残業代の未払いを請求される案件では、労働時間の管理が適切にできていないケースが散見されます。
そんなとき、労働者が残業代の計算の根拠として提出してくるのは、労働者が自分で書いた手帳や、家族とのメールのやり取りなどです。
労働者に都合のいいように書かれたり、後日まとめて書かれたりしていて、あまり信用性もないのですが、裁判所としては他に寄って立つべき証拠もないし、ある程度の誤差はやむを得ないと考えているのか、労働者から提出された証拠をそのまま労働時間認定の証拠として採用することがあります。
もっとも、裁判所もまずは、タイムカードがないのかどうかを確認したい様子を見せることが多いようです。
タイムカードを押してから残業する、なんていう会社もありますが(あってはならないのですが)、タイムカードはある程度労働時間を正確に反映していることが多く、頼りになる証拠として扱われます。
特に、会社自身が日常的にタイムカードに基づいて労働時間の管理をしている場合には、裁判になってもタイムカードが有効な立証手段となるのです。
タイムカードは、機械的に時刻を打刻するものですから、タイムカード機の時刻設定が間違っていなければ、打刻した時刻が出勤又は退勤の時刻であると推定されます。
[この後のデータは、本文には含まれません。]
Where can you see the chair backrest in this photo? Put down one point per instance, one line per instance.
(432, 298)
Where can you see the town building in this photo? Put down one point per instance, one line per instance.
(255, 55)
そのため、その時間内に労働していないと主張する使用者の側において、タイムカードの打刻時刻の正確性を主張して立証しなければなりません。
一方、退勤時刻を打刻した後に再び業務に付いていたような場合には、労働者においてタイムカード打刻後の労働の事実を主張立証する必要がありますが、裁判所は、労働者がタイムカードの打刻時間以外にも労働したことをメモなどに残していた場合には、そのメモ等の証拠をもって労働時間を認定するなど、労働者に有利な判断をすることがあります(東京地判平成14年11月11日ジャパンネットワークサービス事件)。
会社としては、タイムカードで労働時間を管理することが最も明確な証拠となりやすいものの、タイムカード打刻が形式的なもので実態に合致していないようなことがないか、運用の正確性を今一度検証してみることが必要でしょう。